I started at the top of the campus, judiciously deciding I would rather work downhill than uphill. Many of the buildings up near the North Gate helped me to realize something I did not previously know. When I walked into Cory, Soda, Sutardja Dai or Etcheverry halls, it was like I was at an entirely different university. When classes let out, the crowd was overwhelmingly male. Down on Sproul, the crowd is fairly even, but I usually perceive more women than men. Up top, if an engineering or computer science class had just let out (I’m assuming, based on conversations and what was left on the board), the people in the hall were 80 to 90 percent male. Although no one was unfriendly to me, I did get a few outsider glances.
From there, I walked down through McCone and Davis halls and ended up staring at the whirling steel sculpture suspended in the Bechtel Engineering Center. As that spiral spun, I reflected on the narrowness of my social circle. I had felt out of place in science buildings because I knew hardly anyone in one of those majors. Here and there I have friends in molecular and cell biology or political science, but for the most part, my friends are like me: readers and writers and liberal arts types. I wondered why we don’t cross over more. The campus was starting to feel segregated to me, so I kept walking down to Evans Hall.

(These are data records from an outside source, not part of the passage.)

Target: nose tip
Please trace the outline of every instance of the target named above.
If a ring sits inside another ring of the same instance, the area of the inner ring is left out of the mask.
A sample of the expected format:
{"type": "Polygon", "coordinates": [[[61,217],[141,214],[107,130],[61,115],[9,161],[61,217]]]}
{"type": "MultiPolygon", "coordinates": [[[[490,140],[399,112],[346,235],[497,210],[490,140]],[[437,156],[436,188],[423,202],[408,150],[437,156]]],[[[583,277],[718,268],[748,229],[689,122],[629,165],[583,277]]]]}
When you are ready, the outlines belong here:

Evans wasn’t new to me. Like most people, I have had classes in those windowless little dungeon-rooms with those flying-saucer orange chairs. Watching people come and go, I saw that this was a fully integrated place where everybody had discussions and math classes and study groups. Evans is an eyesore and feels purely utilitarian in every way, but the mixed-up multivarious heart of Berkeley is there.

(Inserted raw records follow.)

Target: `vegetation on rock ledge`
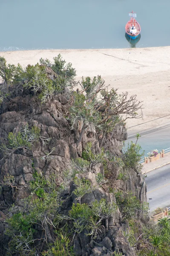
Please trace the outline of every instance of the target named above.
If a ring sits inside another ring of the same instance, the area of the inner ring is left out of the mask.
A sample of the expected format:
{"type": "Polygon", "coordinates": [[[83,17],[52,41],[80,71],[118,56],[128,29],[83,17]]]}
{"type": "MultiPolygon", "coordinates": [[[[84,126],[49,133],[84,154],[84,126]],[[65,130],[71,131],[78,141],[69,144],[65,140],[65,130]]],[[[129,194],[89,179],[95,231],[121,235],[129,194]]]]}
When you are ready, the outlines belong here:
{"type": "Polygon", "coordinates": [[[1,144],[2,198],[9,191],[14,202],[5,221],[6,255],[77,256],[98,251],[101,256],[170,255],[168,219],[158,225],[148,221],[147,204],[140,201],[135,188],[126,190],[131,175],[138,182],[136,187],[141,189],[138,180],[144,183],[139,146],[132,143],[123,153],[114,144],[117,128],[124,129],[127,118],[141,117],[141,102],[136,95],[108,90],[99,76],[76,82],[71,64],[60,55],[53,60],[41,58],[24,69],[7,65],[0,58],[0,75],[6,93],[10,92],[8,99],[0,93],[0,102],[10,102],[14,89],[20,88],[23,96],[37,102],[37,108],[41,104],[37,112],[24,113],[25,126],[5,131],[1,144]],[[80,89],[75,91],[78,84],[80,89]],[[57,115],[50,109],[52,103],[57,115]],[[39,116],[43,111],[48,116],[45,124],[44,116],[39,116]],[[72,160],[66,156],[70,152],[72,160]],[[16,164],[14,174],[10,170],[5,174],[6,161],[15,158],[28,166],[16,164]],[[54,172],[49,174],[50,165],[54,172]],[[28,191],[23,200],[17,197],[20,189],[28,191]],[[122,221],[128,226],[124,232],[122,221]],[[115,236],[119,231],[121,244],[115,236]]]}

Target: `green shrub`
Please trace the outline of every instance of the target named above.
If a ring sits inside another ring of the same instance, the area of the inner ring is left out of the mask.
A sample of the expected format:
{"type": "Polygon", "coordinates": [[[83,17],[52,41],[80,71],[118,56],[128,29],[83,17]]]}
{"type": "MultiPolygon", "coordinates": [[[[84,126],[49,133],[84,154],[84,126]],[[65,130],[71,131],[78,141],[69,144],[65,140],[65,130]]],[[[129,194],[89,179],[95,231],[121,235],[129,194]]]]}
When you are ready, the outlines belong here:
{"type": "Polygon", "coordinates": [[[7,144],[3,143],[0,149],[6,153],[14,152],[20,148],[23,148],[26,151],[31,149],[33,144],[39,139],[40,134],[40,129],[38,127],[33,126],[30,129],[27,124],[17,134],[9,132],[7,138],[7,144]]]}
{"type": "Polygon", "coordinates": [[[47,251],[42,253],[43,256],[74,256],[72,247],[70,246],[70,241],[68,237],[59,234],[55,241],[50,245],[47,251]]]}
{"type": "Polygon", "coordinates": [[[130,144],[128,143],[127,150],[123,155],[123,160],[126,167],[140,170],[141,166],[139,163],[139,162],[141,157],[144,154],[144,152],[142,153],[139,153],[141,149],[141,146],[133,142],[131,142],[130,144]]]}
{"type": "Polygon", "coordinates": [[[135,217],[138,211],[142,210],[142,205],[132,192],[123,192],[119,191],[115,193],[117,204],[122,217],[130,219],[135,217]]]}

The hidden gems were up next. I already knew Hearst Memorial Mining Building, but it’s my favorite. I took a quick walk up those marble stairs just to look at how gorgeous it was, then pushed back through the massive wood doors.
I had never been in Hildebrand, Giauque or Gilman halls. The last two are very pretty; the first is stunning. Inside Hildebrand, I found a hidden courtyard between it and Latimer that would be overrun by Instragrammers if it weren’t so hard to find. It reminded me of my first days at Cal, when I got lost in Dwinelle and found Ishi Court by accident and decided to eat my lunch in its spooky sunless square.
By the time I had walked through Downtown Berkeley to reach the University Avenue Golden Bear Center, I was wiped out. I felt like I had traveled the world in a day. I had come from South Hall, where I saw a gang of junior high kids taking Harry Potter-themed selfies, to Valley Life Sciences Building, where I was greeted by griffins and dinosaurs guarding the secrets of the future.
Visiting every building on campus was on my Berkeley bucket list, but it did not give me a better understanding of Berkeley. If anything, this experiment pointed out to me how fundamentally different my experience here will be than that of someone who has never seen his or her professor beat on the radiator with a wrench. If we never explore this place outside of our own majors, we are like the five blind men feeling the elephant. The only way for the whole thing to be known is if we trust each other and tell the story together.